それに、経済センサスに正直に答えているか…ということもあるかもしれないですから。

 

とはいえ、大筋をまとめてみれば、次のとおり。

  • 法人税等……売上の1.5%くらい
  • 税引き後の利益……売上の3%くらい

10,000円売ったとき、法人税が150円で、会社に残るお金は300円。

こんな感じなのです。

 

節税対策よりも大事なこと

法人税等の節税をするというのは、売上の1.5%くらいであるものを、更に少なくしようとすること。

ここに、どれくらいの意識や興味・労力をかけるか。

 

へたに経費をふやしてお金をつかってしまえば、法人税等はへるものの、税引き後の利益の利益もへってしまいます。
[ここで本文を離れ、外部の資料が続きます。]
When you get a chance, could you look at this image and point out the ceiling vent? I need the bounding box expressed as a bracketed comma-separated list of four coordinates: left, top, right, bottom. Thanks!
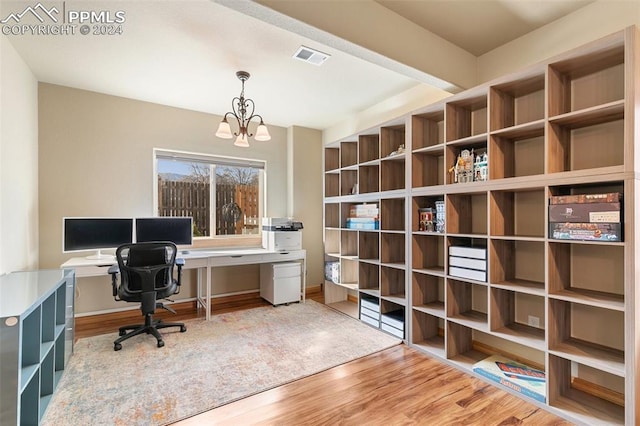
[293, 46, 331, 66]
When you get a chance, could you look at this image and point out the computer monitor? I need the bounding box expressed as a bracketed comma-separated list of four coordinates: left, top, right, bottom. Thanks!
[62, 217, 133, 259]
[136, 216, 193, 245]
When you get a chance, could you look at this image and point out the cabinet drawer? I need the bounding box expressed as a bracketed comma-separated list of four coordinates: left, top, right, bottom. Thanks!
[273, 263, 300, 280]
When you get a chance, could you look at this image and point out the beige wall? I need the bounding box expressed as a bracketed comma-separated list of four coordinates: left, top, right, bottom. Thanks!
[0, 36, 38, 274]
[287, 126, 324, 285]
[39, 83, 322, 313]
[323, 0, 640, 144]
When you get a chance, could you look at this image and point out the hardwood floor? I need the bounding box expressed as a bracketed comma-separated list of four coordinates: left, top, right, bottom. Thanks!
[76, 293, 571, 426]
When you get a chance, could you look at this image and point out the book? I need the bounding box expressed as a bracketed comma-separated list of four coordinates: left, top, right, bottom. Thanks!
[473, 355, 547, 402]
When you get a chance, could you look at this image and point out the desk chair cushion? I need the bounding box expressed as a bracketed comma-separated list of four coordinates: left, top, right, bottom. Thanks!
[116, 243, 178, 302]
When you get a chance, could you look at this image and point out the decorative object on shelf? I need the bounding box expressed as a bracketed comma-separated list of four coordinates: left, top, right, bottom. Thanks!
[436, 200, 444, 233]
[549, 192, 623, 241]
[418, 207, 436, 232]
[216, 71, 271, 147]
[473, 152, 489, 182]
[449, 149, 489, 183]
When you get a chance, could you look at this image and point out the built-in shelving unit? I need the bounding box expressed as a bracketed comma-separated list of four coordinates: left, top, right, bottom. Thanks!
[0, 270, 75, 425]
[324, 28, 640, 425]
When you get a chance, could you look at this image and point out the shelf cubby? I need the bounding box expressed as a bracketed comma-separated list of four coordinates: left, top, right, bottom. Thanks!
[411, 110, 444, 152]
[411, 309, 445, 358]
[380, 198, 406, 231]
[489, 188, 547, 238]
[489, 73, 545, 131]
[340, 230, 358, 258]
[549, 299, 625, 377]
[380, 124, 406, 158]
[358, 231, 380, 262]
[411, 271, 446, 318]
[324, 148, 340, 172]
[324, 203, 340, 228]
[358, 134, 380, 164]
[380, 265, 407, 306]
[548, 45, 625, 118]
[445, 94, 487, 142]
[411, 235, 445, 275]
[547, 114, 624, 173]
[358, 164, 380, 194]
[489, 288, 546, 351]
[411, 195, 444, 234]
[489, 240, 545, 295]
[380, 232, 405, 268]
[340, 142, 358, 168]
[548, 242, 625, 311]
[324, 173, 340, 197]
[446, 278, 489, 331]
[411, 145, 446, 188]
[445, 192, 487, 235]
[380, 154, 405, 191]
[547, 355, 625, 425]
[340, 170, 358, 195]
[489, 125, 545, 179]
[358, 262, 380, 295]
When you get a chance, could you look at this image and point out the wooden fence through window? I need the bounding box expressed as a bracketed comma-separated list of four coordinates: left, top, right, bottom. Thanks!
[158, 177, 259, 237]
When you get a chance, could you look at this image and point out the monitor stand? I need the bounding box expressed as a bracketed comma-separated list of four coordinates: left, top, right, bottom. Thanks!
[86, 250, 116, 260]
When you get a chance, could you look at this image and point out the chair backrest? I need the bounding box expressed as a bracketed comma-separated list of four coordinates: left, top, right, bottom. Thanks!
[116, 241, 178, 293]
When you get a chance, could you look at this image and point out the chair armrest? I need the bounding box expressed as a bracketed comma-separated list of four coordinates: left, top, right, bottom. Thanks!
[107, 265, 120, 300]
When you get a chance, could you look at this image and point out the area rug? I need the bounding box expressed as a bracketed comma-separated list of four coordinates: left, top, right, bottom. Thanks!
[42, 300, 400, 426]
その税引き後の利益は、うえの表では売上の3%くらい。

これがさらに少なくなるわけです。

 

もちろん、お金をつかわない節税もありますが、それは限られているもの。

税理士がついているなら、ほとんどの場合は、既にやっているはずです。

なかには、役員報酬の設定のように難しいものもありますが。

 

事業の目的ってなんでしょうか。

それは税金を少なくすることではなく、お金を増やすことではないでしょうか。

 

たしかに、だれでも税金は払いたくないもの。

払ったとしても、直接的なリターンが無いように感じることもあります。

あるいは、良からぬ使い方をされているように感じることも。

必要なものとは分かりつつも。

 

ただ、1.5%くらいの法人税等を減らそうとするなら、3.0%くらいの税引き後の利益を増やす。

こっちを意識した方が良いように思うのです。

自由に使えるお金を増やすためにも。

そのほうが、自分のためになるでしょうから。

 

もちろん、わたしは税理士なので、節税をしない…というわけではありませんよ。

経費になるものを忘れたり、できる節税をやらないということは、あってはならないこと。

 

それでも、1.5%のものを減らそうとするより、3.0%のものを少しでも増やそうとする。

ここに意識や興味・労力、そして時間もつかう。

そのほうが、お金も増えるし、自分のためになる。

「節税」が頭をよぎったら、「お金はいくら増えるのか」と考えてみましょう。

 

まとめ

中朝企業実態基本調査によると、売上を100%としたとき、法人税等は1.5%くらいで、税引き後の利益は3.0%くらいです。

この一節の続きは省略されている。